Die heißblütigen Action-Helden der Antifa vornehmlich antideutscher Bauart hielten einem einst den ersten Teil vor, wenn man lieber über Profitraten reden wollte und den zweiten Teil, wenn man sich gegen weitere Adorno-Lektüre und lieber für den Besuch einer Anti-Hartz IV-Demonstration entschied. Ja, verzwickt ging’s zu damals. Doch das soll heute nur Aufhänger, nicht Thema sein.

Könnte es nicht sein, dass die Bereitschaft der linken Intellektuellen – im Grunde ist das doppeltgemoppelt: es gibt nur linke Intellektuelle, Menschen, die mit öffentlichem Nachdenken über anderer Leute Meinungen berühmt und wohlhabend werden; rechts ist man höchstens: Denker – könnte es also nicht sein, dass deren Bereitschaft, jede Art von Gewalt zu rechtfertigen, wenn sie nur irgendein (vermeintlich) Unterdrückter ausübt, damit zusammenhängt, dass sie geistigen Schöpfungen unmittelbar praktische Wirkungen zuschreiben? Jedes Buch im linken Kleinverlag: ein Angriff auf die Herrschaft und ein Schritt zum Umsturz der falschen Verhältnisse; jedes Gegröhle gegen Staat, Nation, Kapital: ein Puzzleteil der Revolution; jeder Spätaufgestandene und trotzdem Unglückliche beim Zeitschriftenlesen in irgendeinem Keller irgendeiner Selbstverwaltungsbude: Widerstand. Wenn sie zum Handeln aufrufen, meinen sie das Unterschreiben und seltener auch einmal das Verfassen eines Aufrufs.
Die Chose passt aber auch auf die Gegenseite: Labert irgendein Fußballproll rassistisch daher, ist er schuld an jedem einzelnen Naziübergriff, denn: Rassismus tötet.
Zu wessen Profession es gehört, Notwendigkeit und Effekt eigener Äußerungen im öffentlichen Raum dauernd zu überschätzen, der ist im Gegenzug wohl bereit, Äußerungen der Gegner sofort für Kampfhandlungen zu halten. Es wird einfach kein Unterschied zwischen Reden und Töten mehr gemacht.

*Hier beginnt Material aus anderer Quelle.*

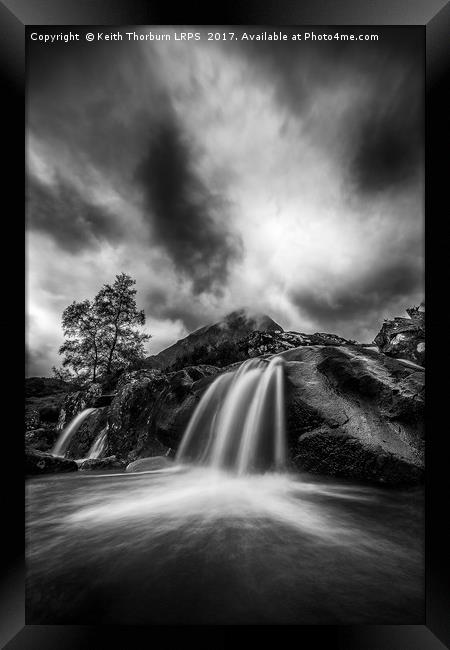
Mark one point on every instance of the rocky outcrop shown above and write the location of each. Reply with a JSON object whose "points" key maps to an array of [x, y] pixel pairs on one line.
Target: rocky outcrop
{"points": [[353, 412], [76, 402], [404, 338], [42, 438], [110, 462], [149, 464], [38, 462], [151, 409], [232, 328]]}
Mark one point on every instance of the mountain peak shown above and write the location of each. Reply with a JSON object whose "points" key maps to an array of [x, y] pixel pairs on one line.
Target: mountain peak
{"points": [[232, 327]]}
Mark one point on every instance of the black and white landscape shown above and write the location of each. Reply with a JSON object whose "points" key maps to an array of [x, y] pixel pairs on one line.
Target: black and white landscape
{"points": [[226, 331]]}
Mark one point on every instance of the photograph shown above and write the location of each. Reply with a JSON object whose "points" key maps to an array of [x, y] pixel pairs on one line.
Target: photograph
{"points": [[225, 325]]}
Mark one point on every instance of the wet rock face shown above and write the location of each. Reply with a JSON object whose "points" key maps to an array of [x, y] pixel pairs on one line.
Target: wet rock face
{"points": [[85, 437], [350, 411], [404, 338], [151, 409], [355, 413], [76, 402], [42, 439], [38, 462], [111, 462]]}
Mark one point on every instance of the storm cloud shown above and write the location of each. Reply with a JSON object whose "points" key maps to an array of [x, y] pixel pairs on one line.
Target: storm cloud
{"points": [[186, 217], [282, 177]]}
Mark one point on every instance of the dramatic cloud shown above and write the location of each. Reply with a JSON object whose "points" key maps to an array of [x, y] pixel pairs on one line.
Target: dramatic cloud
{"points": [[188, 219], [283, 177]]}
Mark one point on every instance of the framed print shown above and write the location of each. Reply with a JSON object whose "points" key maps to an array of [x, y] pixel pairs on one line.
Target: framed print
{"points": [[229, 225]]}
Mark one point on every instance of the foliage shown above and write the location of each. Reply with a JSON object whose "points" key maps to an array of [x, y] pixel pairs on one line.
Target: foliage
{"points": [[102, 335]]}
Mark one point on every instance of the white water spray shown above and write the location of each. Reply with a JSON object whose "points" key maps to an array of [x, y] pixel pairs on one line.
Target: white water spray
{"points": [[99, 444], [69, 431], [239, 422]]}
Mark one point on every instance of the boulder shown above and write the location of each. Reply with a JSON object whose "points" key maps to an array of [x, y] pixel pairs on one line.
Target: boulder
{"points": [[353, 412], [151, 409], [76, 402], [149, 464], [38, 462], [42, 438], [404, 338], [111, 462]]}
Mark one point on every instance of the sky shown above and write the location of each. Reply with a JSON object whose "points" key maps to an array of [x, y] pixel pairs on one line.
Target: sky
{"points": [[284, 177]]}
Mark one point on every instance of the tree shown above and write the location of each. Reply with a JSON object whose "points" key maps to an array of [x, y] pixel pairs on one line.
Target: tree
{"points": [[102, 335]]}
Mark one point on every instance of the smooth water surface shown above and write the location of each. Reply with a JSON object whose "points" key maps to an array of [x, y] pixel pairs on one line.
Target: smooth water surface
{"points": [[184, 545]]}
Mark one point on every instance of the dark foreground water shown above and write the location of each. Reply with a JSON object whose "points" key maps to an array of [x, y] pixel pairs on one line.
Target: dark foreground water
{"points": [[186, 547]]}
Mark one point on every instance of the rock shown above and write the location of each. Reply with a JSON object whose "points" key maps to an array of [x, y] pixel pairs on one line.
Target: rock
{"points": [[149, 464], [49, 414], [235, 326], [355, 413], [351, 411], [84, 438], [338, 454], [42, 439], [111, 462], [151, 410], [76, 402], [404, 338], [38, 462]]}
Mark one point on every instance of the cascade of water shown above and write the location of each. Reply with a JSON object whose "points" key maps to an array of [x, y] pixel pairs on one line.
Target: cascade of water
{"points": [[98, 445], [69, 431], [239, 422]]}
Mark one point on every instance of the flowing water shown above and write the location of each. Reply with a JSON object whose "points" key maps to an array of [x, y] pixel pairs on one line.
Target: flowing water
{"points": [[99, 444], [239, 422], [69, 432], [225, 536]]}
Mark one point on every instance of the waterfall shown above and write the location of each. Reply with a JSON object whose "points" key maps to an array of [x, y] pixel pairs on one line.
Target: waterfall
{"points": [[239, 422], [69, 431], [98, 445]]}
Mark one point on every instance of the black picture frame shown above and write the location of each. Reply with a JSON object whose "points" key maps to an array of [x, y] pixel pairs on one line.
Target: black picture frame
{"points": [[434, 17]]}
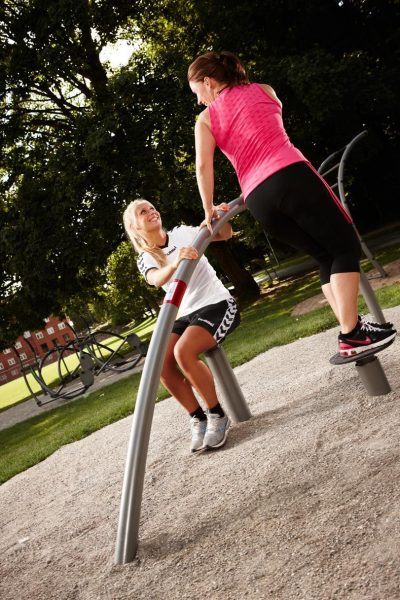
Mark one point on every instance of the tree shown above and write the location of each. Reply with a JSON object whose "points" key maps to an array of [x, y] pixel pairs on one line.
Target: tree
{"points": [[79, 140], [127, 296]]}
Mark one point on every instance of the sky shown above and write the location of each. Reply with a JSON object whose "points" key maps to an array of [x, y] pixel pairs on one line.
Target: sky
{"points": [[117, 54]]}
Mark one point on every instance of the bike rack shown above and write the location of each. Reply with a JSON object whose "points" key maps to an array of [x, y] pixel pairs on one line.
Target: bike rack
{"points": [[132, 490], [367, 365]]}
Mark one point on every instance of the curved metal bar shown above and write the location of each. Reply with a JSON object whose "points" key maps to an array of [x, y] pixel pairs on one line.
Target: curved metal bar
{"points": [[342, 164], [132, 490], [365, 286]]}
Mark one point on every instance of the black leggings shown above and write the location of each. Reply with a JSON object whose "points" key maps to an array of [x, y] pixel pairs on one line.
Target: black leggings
{"points": [[296, 206]]}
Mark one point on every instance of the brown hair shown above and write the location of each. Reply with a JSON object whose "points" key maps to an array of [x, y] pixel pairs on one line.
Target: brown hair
{"points": [[138, 242], [223, 66]]}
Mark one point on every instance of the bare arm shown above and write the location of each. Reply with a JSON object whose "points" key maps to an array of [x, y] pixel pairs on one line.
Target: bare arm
{"points": [[225, 233], [271, 92], [159, 277], [205, 148]]}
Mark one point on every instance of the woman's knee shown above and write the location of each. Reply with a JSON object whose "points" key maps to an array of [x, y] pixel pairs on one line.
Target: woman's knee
{"points": [[184, 355]]}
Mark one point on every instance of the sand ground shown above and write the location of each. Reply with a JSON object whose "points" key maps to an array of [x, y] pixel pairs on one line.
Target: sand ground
{"points": [[302, 503]]}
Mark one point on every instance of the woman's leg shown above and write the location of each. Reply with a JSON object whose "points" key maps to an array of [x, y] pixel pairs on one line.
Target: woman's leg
{"points": [[296, 207], [193, 342], [344, 288], [175, 382]]}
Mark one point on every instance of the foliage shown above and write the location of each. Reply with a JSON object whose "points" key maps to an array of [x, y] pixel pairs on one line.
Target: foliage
{"points": [[79, 139], [127, 296]]}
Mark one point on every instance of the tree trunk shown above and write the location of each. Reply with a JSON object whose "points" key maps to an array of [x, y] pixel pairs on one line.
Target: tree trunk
{"points": [[246, 289]]}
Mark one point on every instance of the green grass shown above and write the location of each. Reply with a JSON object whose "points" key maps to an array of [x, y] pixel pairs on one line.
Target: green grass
{"points": [[30, 442], [16, 391], [265, 324]]}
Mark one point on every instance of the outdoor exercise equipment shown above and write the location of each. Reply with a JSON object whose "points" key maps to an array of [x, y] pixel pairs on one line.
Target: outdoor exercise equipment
{"points": [[371, 374], [367, 364], [234, 402], [369, 370]]}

Doch auch die Gegenfahrbahn wird gern benutzt: Irgendein Mord irgendeines Fundamentalisten ist dem Intellektuellen dann nicht in erster Linie die gewaltsame Beendigung eines Menschenlebens, sondern Ausdruck von xyz auf der Seite des Mörders. Der hat sich dann eben nur mit seinen Mitteln in die Diskussion eingebracht – weil er anders nicht gehört wird, weil die Herrschaft des abc das verhindert, weil seine Verzweiflung zu stark geworden ist, weil er keine ausreichende Schulbildung hatte …

Ob nun Bücher und Gerede zu realer Tat hochgekocht, Prügeleien und Mordanschläge zu Meinungsäußerung heruntergekocht werden: In beiden Fällen wird die Welt nur noch als Tummelplatz der Rechthaberei behandelt, nicht als Schlachtfeld – alles ist hier Diskurs, zwar nicht gerade herrschaftsfrei, aber immerhin.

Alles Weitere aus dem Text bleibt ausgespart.